The Case for Training
Where does the training requirement come from? Like many aspects of compliance programs, we can first point to the U.S. Sentencing Guidelines. This document included “conducting effective training programs” as a factor the U.S. Department of Justice (DOJ) will consider when a company that is accused of misconduct is being evaluated for a sentence reduction. There are also a range of inputs and influences beyond that document, including:
United Kingdom (U.K.) 2010 Bribery Act: The U.K.’s Serious Fraud Office is an enforcement agency for the U.K. Bribery Act. In 2010, the Serious Fraud Office published a guidance document which included six key principles for prevention, including communication and training (Principle 5).
U.S. Department of Health and Human Service (HHS) Office of Inspector General (OIG) Compliance Guidance Documents: Like the Sentencing Guidelines and Serious Fraud Office’s guidance, the HHS OIG has published documents outlining the key components of an effective training program, which include training and education.
In short, a variety of enforcement agencies addressing a range of industries and geographies have advised organizations to include training as part of a robust compliance program. In some cases, this guidance includes detailed suggestions on how to approach training, including which topics, how to train new employees, and how to involve managers in training initiatives.
Training as a Defense
In a landmark case in 2012, DOJ declined to prosecute Morgan Stanley for violations of the Foreign Corrupt Practices Act (FCPA). Morgan Stanley employee Garth Peterson, who subsequently pled guilty, paid a kickback of $2.5 million to a Chinese government official to close a real estate transaction. While Peterson was prosecuted, Morgan Stanley was not, in part thanks to its ability to prove that Peterson had received seven anti-bribery trainings and 35 reminders in his time with the company.
The DOJ’s press release announcing Peterson’s guilty plea specifically mentioned the company’s system of internal controls, which included its training program:
“After considering all the available facts and circumstances, including that Morgan Stanley constructed and maintained a system of internal controls, which provided reasonable assurances that its employees were not bribing government officials, the Department of Justice declined to bring any enforcement action against Morgan Stanley related to Peterson’s conduct.”
Four years later, the companies Nortek and Akamai received declination letters from DOJ, which were subsequently made public. Both companies received credit for fully remediating initial anti-bribery training deficits, among other issues.
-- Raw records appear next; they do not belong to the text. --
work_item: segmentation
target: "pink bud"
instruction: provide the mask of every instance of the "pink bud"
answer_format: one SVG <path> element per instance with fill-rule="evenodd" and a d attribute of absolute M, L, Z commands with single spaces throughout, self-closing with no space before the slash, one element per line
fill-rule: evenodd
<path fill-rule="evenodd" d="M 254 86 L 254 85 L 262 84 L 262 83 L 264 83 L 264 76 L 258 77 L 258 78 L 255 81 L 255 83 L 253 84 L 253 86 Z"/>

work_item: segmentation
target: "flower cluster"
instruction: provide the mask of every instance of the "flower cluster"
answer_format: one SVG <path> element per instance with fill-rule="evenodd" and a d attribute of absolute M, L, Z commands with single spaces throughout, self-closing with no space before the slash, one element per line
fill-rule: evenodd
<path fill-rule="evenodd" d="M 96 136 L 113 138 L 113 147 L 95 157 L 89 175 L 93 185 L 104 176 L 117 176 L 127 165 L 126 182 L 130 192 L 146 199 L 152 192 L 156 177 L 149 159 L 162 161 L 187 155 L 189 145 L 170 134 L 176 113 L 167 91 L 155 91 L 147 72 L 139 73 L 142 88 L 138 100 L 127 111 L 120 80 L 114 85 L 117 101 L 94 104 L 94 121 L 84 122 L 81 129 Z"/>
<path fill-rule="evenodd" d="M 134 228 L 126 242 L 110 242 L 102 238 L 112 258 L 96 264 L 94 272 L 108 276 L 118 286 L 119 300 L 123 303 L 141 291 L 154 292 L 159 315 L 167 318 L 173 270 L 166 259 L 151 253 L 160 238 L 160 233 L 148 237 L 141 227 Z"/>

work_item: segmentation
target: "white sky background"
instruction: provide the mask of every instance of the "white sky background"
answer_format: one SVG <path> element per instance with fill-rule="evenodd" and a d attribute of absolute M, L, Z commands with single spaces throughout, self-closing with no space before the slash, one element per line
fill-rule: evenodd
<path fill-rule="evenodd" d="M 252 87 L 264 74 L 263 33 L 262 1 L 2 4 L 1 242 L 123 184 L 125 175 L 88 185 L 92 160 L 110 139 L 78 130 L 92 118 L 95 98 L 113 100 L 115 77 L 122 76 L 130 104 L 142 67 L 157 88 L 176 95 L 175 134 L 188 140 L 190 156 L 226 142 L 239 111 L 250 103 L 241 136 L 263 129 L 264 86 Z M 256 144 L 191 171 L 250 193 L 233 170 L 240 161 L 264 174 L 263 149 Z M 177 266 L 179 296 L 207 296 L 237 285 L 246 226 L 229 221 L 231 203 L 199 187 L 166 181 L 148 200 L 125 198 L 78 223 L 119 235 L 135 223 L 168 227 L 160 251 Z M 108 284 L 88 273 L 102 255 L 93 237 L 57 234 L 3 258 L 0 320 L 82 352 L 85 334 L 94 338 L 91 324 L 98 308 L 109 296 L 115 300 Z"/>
Attorney Paul Weiss commented:
“The [DOJ letters] may shed some light on the type of remediation the DOJ believes favors declination. The SEC non-prosecution agreements with both companies provide extensive details about the nature of each company's remediation, which included disciplinary measures, expanded anti-corruption training, enhanced internal accounting controls, and strengthened anti-corruption polices.”
More than 20 years after the first release of the U.S. Sentencing Guidelines, government enforcement agencies continue to view training as a critical part of any defensible compliance program strategy.